Following the release of The Da Vinci Code, which catapulted Brown to fame, he said Doubleday was “amazing”, “incredibly supportive” and applied “no pressure”.

“After The Da Vinci Code, my publishers said, ‘Look, your life is changing, you’re making movies now, there is all this other stuff going on, we get it. The most important thing to do is to write a great follow-up. We don’t want something that you dashed off that we can publish in six months. We want you to be around in 10 years.

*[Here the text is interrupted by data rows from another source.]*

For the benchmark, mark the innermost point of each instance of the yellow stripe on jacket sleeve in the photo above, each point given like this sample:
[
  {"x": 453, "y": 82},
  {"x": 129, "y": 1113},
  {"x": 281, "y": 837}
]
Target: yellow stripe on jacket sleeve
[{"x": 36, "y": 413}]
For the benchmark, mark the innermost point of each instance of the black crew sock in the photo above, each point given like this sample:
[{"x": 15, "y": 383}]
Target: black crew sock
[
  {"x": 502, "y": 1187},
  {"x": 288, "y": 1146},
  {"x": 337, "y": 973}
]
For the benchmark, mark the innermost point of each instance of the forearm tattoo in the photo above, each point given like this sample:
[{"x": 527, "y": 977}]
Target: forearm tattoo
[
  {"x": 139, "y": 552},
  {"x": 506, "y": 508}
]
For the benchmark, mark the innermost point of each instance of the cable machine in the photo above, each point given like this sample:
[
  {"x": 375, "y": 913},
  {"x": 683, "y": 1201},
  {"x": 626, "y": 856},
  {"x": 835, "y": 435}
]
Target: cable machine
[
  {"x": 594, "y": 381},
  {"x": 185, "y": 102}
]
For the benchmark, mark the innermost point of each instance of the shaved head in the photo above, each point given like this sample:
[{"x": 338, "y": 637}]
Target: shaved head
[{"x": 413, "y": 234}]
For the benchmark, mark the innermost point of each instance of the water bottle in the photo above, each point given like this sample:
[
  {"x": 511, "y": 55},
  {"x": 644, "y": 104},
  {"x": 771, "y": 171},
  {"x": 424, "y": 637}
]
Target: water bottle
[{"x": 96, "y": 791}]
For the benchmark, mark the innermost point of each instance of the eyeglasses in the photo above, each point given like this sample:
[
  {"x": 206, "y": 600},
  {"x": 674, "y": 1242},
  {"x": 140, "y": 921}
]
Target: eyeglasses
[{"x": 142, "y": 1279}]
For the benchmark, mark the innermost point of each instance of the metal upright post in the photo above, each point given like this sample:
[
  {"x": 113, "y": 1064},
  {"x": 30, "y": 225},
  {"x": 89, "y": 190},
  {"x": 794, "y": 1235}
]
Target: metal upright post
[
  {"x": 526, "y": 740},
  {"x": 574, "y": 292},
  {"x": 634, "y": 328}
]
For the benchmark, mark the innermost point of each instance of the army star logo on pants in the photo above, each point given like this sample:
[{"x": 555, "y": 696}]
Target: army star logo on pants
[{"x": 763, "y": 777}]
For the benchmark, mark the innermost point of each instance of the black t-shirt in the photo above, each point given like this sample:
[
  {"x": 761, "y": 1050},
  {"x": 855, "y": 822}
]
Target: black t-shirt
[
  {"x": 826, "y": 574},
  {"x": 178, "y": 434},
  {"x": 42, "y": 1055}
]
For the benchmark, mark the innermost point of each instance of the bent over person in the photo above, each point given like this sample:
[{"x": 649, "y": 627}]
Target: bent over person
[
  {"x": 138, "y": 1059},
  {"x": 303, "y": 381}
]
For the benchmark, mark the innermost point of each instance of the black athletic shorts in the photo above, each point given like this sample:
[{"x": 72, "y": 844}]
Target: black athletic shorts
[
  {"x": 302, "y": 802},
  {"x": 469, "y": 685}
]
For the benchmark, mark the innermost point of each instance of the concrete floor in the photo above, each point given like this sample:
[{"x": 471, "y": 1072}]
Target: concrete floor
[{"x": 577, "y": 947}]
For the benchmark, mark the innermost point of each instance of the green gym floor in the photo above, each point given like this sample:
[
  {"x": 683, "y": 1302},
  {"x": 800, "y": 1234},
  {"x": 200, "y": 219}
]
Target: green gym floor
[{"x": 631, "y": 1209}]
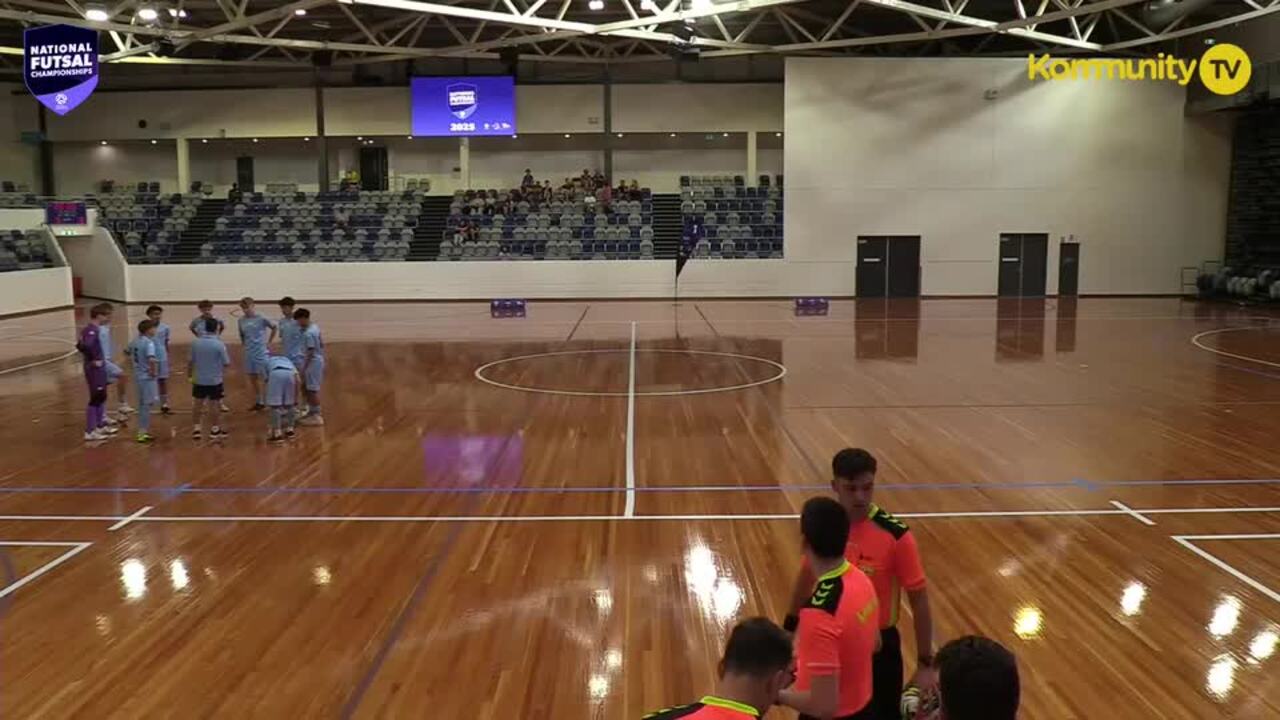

We want people to say I liked The Da Vinci Code and we like the next book and the next book after that.’ So I know that I could have been under a lot of pressure and I have enormous respect for the foresight and the support I have had from my publisher,” he said.

While Brown warned “not to read anything into” the fact he was visiting the UAE and then India next week, as an indication of where his next novel would be set, he admitted he was keen to gain a greater knowledge of Arab countries.

“With the exception of Istanbul to research Inferno, I had not been to the Arab world,” he said. “I had spent so much time in Europe researching Christianity, Christian art, Western culture, and I felt almost on a personal level that I needed to start stepping out into the greater world and start to learn other things and so that was part of it.” He added: “Certainly wanting to meet some of my Arab readership was also part of it.”

After a book signing event at SIBF tomorrow night (5th November), Brown will next travel onto India after to give the Penguin Annual Speech in New Delhi and then Mumbai.